Lungworm is a parasitic infection of the respiratory tract. It can also be known as Parasitic bronchitis, Dictyocaulosis, but more commonly as Husk or Hoose. Losses from outbreaks of lungworm are estimated in the region of £50 – £100 per head in growing cattle.
Classically, cases of lungworm are seen in summer months and early autumn but outbreaks can be unpredictable. Typically, young cattle in their first grazing season are at greatest risk of infection as are cattle entering their second grazing season with limited exposure. but there are increasing reports of cases in older cattle.
Lungworm is caused by the nematode Dictyocaulus viviparus and follows a similar lifecycle to many other parasitic nematodes.
Infected cattle cough up eggs that contain the first stage larvae (L1) which are then swallowed. The L1 larvae hatch from the eggs during the passage through the digestive tract and expelled in the animal’s faeces. The L1 larvae develop in the faeces over the next five to seven days given the correct environmental conditions i.e. damp and mild. The L3 stage for the larvae has now been reached.
The L3 larvae then leave the dung pat in search of herbage to attach themselves to. However, the L3 larvae can also be spread from the dung pat from the spores of a fungus that survives in the conditions created by the dung pat and grows on the surface of the dung. The spores can spread the larvae up to three metres. The larvae are subsequently ingested by the cattle. The larvae migrate via blood and lymph. In the lungs of the animal, they develop into adult worms after three to four weeks post infection. The adult worms lay their eggs in the lungs which the infected animal coughs up which can start the cycle again.
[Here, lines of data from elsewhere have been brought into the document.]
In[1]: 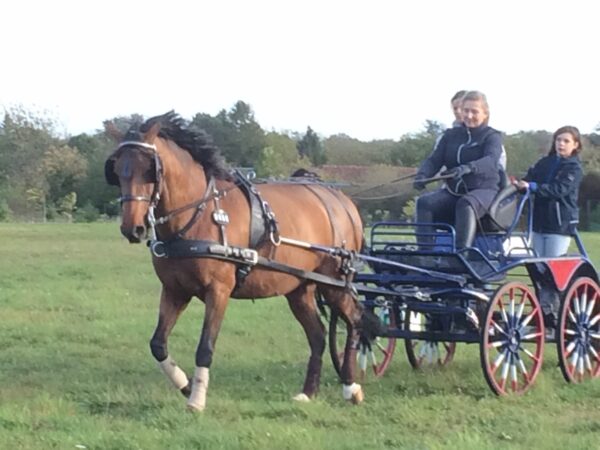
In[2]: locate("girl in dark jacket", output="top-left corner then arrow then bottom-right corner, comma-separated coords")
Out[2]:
414,90 -> 503,248
514,126 -> 583,257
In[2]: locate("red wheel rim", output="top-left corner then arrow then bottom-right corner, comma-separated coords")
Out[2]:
481,282 -> 544,395
558,277 -> 600,383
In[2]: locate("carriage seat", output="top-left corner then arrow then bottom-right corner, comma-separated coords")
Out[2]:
479,171 -> 519,233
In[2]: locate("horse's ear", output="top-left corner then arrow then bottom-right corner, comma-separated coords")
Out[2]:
143,122 -> 161,144
103,121 -> 124,142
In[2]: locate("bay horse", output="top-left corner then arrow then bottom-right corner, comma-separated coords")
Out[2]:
104,112 -> 372,411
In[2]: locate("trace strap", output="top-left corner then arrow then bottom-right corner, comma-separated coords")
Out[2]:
148,239 -> 349,289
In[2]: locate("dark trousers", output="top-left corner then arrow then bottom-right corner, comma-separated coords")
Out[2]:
416,189 -> 478,249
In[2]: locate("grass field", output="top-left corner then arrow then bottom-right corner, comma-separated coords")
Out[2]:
1,223 -> 600,450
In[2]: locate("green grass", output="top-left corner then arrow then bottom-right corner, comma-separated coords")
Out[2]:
2,223 -> 600,449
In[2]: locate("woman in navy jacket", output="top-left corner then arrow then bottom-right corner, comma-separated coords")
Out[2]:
515,125 -> 583,256
414,91 -> 503,248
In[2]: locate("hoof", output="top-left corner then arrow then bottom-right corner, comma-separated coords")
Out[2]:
180,382 -> 191,398
292,393 -> 311,402
343,383 -> 364,404
350,386 -> 364,405
186,402 -> 205,413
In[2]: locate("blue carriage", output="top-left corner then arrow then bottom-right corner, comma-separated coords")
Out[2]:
330,180 -> 600,395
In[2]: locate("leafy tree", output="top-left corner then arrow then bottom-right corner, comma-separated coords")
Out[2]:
69,132 -> 118,215
503,131 -> 551,176
0,106 -> 61,218
324,134 -> 393,165
26,188 -> 47,222
191,101 -> 265,167
297,126 -> 326,166
255,132 -> 305,178
389,120 -> 444,167
41,144 -> 88,205
56,192 -> 77,222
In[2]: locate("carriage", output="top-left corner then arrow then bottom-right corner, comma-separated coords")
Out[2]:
330,176 -> 600,395
105,111 -> 599,411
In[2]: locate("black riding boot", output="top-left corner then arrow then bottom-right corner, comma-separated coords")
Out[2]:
454,201 -> 477,249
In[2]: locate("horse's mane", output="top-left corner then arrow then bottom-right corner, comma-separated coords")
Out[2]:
127,111 -> 232,181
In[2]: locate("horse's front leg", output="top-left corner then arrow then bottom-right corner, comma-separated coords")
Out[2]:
150,287 -> 192,397
187,284 -> 232,412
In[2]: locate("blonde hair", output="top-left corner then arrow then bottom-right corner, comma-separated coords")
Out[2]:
461,90 -> 490,124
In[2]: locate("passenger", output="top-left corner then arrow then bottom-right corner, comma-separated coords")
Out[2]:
513,126 -> 583,327
450,90 -> 467,127
514,126 -> 583,256
413,90 -> 504,249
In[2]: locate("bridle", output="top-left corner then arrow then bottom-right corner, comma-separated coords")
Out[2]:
109,140 -> 234,242
115,141 -> 163,206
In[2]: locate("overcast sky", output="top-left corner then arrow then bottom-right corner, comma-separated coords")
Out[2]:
1,0 -> 599,141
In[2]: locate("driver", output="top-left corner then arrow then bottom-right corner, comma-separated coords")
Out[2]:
413,90 -> 504,249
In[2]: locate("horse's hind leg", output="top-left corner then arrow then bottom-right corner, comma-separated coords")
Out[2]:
285,283 -> 325,402
321,287 -> 365,404
150,287 -> 192,397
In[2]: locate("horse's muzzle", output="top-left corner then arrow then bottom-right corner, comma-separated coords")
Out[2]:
121,225 -> 146,243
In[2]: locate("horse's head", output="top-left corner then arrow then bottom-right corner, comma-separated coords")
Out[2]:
105,121 -> 163,243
In beef cattle, obvious signs of infections can include:
- Frequent and noticeable coughing
- Laboured breathing
- Weight loss
- Loss of body condition
- Reluctance to move
Symptoms can develop rapidly into more severe respiratory signs, for example stretched neck and open mouth breathing and very much relate to the number of larvae ingested. In severe cases, it can result in the death of the animal.
Diagnosis can be based on the clinical signs and grazing history. Usually this is sufficient for a diagnosis to be made.
However, lungworm infection can be confirmed through faecal sampling to identify the presence of the larvae.
Consider sampling the cattle that are the first to display the clinical signs as the infection in these cattle will have progressed the furthest.
Prevention is better than cure. If you have had cases of lungworm in the past, discuss with your vet if vaccination is appropriate in your herd. If treatment is necessary this should be done promptly. Some affected cattle may have secondary bacterial infections so check with your vet if antibacterial therapy or other supportive treatment is necessary.
Anthelmintics are effective in the treatment of lungworm. Product selection should also take into consideration any other worming requirements. Like most treatments, ensure that the right product is being used at the right time and administered at the right dosage.
Treated cattle should be removed from any infected fields/pasture and if possible moved onto ‘clean ground’.
More information is available on the COWS website.
Prevention & control
Some practical recommendations that can be made to prevent and control lungworm are:
- Know the pasture/fields – risk assess each of the fields/pasture based on the type of stock that grazed there in the previous grazing season
- Build immunity – the most predictable method for building immunity is to vaccinate cattle before they are turned out to pasture. Exposing cattle to low levels of infection soon after vaccination will aid natural immunity
- Bought-in cattle- as well as it being good practice to quarantine newly purchased cattle, consider testing and treating all such cattle to prevent lungworm being introduced onto the holding.